Angelica snapped her head around and glared at him. “Is this the thanks I get for saving your miserable life?”

“Ladies do not—”

“Futter yourself,” Angelica interrupted, making Armstrong and St. Aubyn laugh. She noted the twitch had returned to Robert’s cheeks.

“I warned you to keep those bodyguards close,” Duke Magnus told his son.

“May I borrow your handkerchief, Your Grace?” Angelica asked.

Duke Magnus produced his handkerchief and handed it to her. Angelica pulled the dagger out of the man’s chest and wiped it clean on the duke’s handkerchief. She started to pass the handkerchief back to him but thought better of doing so, and tossed it down beside the body.

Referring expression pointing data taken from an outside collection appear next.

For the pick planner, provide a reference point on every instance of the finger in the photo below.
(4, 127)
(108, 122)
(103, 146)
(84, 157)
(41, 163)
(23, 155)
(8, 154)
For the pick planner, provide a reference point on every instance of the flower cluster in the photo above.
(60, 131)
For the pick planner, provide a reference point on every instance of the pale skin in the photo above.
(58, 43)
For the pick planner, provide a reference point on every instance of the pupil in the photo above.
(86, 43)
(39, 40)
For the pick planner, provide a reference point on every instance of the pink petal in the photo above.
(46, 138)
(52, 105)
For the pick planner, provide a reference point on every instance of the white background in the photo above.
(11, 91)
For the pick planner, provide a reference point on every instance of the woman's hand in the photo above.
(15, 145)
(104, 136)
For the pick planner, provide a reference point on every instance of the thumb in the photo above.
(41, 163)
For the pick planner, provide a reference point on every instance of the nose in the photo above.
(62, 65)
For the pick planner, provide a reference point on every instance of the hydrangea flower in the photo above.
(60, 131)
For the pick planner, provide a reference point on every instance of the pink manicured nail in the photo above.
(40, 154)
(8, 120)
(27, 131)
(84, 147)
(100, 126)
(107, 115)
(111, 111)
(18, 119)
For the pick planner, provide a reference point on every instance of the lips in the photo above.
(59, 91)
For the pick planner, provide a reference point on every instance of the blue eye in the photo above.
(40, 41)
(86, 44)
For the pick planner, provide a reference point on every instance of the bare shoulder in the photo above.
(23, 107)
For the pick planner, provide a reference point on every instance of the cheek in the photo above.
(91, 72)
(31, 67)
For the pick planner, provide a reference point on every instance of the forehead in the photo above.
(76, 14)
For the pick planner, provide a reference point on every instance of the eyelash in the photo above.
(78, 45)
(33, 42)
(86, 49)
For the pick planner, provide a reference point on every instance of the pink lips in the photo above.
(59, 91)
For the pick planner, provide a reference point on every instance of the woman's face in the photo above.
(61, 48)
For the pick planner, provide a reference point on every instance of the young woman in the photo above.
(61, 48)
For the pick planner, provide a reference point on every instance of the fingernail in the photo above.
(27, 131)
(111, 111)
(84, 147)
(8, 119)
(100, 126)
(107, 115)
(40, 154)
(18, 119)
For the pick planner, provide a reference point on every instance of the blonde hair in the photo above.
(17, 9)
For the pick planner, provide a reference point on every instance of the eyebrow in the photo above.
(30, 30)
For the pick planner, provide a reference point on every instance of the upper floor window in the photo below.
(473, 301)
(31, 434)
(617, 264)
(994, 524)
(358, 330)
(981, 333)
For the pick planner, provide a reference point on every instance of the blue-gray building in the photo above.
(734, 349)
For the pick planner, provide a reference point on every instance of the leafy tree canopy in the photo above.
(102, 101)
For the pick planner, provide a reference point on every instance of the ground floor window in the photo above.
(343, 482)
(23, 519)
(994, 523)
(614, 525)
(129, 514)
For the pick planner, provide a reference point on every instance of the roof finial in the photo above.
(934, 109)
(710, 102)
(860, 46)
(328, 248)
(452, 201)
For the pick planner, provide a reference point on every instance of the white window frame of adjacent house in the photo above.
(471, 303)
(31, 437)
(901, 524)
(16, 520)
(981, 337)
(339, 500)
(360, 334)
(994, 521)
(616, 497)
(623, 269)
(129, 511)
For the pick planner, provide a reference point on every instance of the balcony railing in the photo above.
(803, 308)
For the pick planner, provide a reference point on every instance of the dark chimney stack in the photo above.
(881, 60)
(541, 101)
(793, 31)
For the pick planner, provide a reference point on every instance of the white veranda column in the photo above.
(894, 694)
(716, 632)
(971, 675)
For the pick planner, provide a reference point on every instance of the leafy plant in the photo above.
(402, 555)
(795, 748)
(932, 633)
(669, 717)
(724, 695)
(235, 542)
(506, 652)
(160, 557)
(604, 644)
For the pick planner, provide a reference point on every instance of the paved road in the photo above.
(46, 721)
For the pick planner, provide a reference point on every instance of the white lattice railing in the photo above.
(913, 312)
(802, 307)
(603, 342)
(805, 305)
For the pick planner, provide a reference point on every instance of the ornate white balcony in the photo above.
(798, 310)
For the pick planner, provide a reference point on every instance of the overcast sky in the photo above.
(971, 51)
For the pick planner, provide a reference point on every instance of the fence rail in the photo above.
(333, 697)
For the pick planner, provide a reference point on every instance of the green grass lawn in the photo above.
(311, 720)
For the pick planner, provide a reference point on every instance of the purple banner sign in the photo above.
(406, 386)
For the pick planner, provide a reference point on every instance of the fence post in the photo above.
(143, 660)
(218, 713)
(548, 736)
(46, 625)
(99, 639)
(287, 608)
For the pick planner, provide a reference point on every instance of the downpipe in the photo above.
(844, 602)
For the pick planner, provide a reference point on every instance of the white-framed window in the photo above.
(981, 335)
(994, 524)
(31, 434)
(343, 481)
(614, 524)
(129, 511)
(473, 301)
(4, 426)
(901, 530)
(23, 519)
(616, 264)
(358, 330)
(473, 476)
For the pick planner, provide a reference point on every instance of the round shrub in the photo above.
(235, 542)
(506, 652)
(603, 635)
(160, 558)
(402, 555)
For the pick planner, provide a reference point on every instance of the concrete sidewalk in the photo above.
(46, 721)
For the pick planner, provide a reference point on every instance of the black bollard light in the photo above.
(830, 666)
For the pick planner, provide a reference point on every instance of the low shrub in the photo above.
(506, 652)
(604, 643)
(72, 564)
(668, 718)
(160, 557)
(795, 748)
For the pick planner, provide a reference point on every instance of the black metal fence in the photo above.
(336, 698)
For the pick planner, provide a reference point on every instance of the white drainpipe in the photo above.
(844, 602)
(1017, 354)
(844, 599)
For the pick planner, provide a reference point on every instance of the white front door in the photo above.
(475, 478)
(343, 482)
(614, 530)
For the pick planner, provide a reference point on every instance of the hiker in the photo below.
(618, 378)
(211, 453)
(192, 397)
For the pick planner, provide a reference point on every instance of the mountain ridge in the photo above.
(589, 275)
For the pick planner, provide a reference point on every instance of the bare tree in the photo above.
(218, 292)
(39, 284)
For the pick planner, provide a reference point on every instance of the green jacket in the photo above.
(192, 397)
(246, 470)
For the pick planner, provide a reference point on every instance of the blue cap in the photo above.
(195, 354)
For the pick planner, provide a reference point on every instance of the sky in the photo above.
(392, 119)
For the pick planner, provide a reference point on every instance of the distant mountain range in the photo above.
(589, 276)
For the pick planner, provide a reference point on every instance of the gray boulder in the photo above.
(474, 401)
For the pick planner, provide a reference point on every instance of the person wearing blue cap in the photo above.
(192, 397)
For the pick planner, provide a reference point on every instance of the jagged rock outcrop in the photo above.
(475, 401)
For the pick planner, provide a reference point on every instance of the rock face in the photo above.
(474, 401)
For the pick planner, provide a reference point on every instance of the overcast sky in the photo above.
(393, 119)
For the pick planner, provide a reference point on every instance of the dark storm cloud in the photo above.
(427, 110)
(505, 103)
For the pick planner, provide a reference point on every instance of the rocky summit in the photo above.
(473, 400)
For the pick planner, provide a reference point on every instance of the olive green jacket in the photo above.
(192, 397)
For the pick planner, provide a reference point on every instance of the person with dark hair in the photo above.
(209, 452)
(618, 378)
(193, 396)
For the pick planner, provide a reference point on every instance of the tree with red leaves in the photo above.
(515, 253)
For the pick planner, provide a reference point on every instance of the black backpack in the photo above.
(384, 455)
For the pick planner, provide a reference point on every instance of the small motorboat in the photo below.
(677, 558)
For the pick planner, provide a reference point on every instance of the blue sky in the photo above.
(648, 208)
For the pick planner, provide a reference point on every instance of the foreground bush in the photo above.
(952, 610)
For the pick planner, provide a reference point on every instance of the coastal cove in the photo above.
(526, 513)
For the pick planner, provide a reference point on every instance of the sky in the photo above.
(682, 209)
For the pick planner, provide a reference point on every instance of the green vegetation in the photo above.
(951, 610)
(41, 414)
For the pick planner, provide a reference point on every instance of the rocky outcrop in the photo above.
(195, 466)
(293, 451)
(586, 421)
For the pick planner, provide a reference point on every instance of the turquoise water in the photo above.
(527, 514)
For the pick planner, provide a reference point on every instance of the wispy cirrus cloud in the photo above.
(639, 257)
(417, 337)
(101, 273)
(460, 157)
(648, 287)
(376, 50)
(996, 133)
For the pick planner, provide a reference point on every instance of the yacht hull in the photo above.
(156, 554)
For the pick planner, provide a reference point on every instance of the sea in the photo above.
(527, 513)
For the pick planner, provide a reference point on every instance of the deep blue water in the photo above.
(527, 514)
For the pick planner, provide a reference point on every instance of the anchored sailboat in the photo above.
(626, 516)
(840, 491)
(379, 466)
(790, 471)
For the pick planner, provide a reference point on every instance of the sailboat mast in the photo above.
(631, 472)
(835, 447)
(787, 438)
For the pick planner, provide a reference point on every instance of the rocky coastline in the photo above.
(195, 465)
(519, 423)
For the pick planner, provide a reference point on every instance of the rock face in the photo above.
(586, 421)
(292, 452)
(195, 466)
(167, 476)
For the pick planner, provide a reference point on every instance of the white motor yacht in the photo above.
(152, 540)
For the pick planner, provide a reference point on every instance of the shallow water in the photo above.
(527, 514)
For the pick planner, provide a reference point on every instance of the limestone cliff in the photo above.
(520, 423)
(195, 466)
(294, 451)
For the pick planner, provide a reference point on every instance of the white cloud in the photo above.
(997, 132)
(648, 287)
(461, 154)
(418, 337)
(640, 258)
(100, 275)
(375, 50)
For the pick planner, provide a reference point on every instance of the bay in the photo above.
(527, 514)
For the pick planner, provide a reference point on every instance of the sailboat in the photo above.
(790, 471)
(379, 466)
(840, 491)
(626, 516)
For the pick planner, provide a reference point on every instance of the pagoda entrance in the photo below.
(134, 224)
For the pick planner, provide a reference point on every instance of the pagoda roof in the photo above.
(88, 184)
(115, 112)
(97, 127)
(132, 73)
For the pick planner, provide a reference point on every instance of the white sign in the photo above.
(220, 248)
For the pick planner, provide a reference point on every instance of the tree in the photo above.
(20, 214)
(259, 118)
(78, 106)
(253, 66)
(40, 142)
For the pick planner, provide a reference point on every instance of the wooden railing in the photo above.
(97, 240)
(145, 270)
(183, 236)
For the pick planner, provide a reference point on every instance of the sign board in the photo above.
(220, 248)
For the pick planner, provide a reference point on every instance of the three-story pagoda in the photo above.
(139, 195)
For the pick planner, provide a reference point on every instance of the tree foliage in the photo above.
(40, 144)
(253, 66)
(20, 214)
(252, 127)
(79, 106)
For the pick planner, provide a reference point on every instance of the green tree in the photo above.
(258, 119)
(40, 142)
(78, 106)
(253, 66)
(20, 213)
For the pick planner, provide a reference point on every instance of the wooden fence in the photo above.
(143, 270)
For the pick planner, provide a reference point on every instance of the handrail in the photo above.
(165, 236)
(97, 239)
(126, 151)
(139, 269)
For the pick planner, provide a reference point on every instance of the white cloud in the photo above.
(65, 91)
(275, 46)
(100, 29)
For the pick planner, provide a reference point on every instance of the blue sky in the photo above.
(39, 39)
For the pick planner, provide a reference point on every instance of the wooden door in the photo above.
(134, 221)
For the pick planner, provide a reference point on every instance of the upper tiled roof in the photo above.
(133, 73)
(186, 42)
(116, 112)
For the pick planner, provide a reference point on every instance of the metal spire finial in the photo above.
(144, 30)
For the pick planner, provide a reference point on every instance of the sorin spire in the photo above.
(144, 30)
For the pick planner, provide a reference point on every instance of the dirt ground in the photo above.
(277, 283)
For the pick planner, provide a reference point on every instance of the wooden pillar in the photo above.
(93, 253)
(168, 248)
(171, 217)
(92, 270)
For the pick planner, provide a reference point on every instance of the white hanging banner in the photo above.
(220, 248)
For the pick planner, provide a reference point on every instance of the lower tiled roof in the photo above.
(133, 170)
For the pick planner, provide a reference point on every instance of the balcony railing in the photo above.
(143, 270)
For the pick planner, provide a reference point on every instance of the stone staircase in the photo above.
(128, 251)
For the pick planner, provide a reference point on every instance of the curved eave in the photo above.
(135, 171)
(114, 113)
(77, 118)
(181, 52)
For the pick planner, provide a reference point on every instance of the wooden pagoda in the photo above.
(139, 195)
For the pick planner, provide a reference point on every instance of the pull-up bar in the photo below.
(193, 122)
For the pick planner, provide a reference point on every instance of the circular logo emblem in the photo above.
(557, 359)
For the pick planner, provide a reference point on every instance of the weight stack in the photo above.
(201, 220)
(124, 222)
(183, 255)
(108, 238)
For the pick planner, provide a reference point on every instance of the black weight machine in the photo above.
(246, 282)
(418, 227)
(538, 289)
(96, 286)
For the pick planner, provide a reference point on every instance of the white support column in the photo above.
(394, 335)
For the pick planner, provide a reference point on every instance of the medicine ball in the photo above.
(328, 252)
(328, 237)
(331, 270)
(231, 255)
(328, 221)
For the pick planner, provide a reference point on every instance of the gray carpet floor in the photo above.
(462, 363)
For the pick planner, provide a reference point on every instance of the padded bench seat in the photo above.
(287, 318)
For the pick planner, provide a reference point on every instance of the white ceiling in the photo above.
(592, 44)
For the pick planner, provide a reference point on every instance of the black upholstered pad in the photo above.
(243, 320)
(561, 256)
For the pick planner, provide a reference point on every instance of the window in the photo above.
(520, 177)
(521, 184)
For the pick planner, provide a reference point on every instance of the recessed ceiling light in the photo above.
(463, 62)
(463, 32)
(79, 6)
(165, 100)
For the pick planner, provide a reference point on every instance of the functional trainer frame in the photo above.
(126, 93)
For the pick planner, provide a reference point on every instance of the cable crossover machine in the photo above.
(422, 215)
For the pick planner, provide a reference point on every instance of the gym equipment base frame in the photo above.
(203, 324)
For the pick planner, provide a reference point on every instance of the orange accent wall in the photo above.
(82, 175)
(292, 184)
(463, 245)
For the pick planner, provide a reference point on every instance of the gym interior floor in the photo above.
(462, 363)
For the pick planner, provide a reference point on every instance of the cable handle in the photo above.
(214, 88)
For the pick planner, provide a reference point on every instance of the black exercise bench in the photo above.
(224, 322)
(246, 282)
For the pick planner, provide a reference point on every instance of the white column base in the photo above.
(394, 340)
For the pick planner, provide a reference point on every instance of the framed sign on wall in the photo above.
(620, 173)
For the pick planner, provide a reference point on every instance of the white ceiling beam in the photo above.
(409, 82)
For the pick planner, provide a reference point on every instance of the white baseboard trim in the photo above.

Looking up, Angelica noticed the shocked expressions on the faces around her. She stood then and, without a glance at Robert, walked in the direction of the carriages, where her aunt and sisters stood with the other ladies.

“Well done, Countess,” Prince Rudolf said as she passed him.

Angelica ignored him but stopped when she came abreast of Alexander Emerson. “The next time you try to kill the marquess, be certain to hire a more efficient assassin,” she said.

“I thought he was trying to kill me,” Alexander replied.

“You had nothing to do with this?” Angelica asked, staring into his eyes.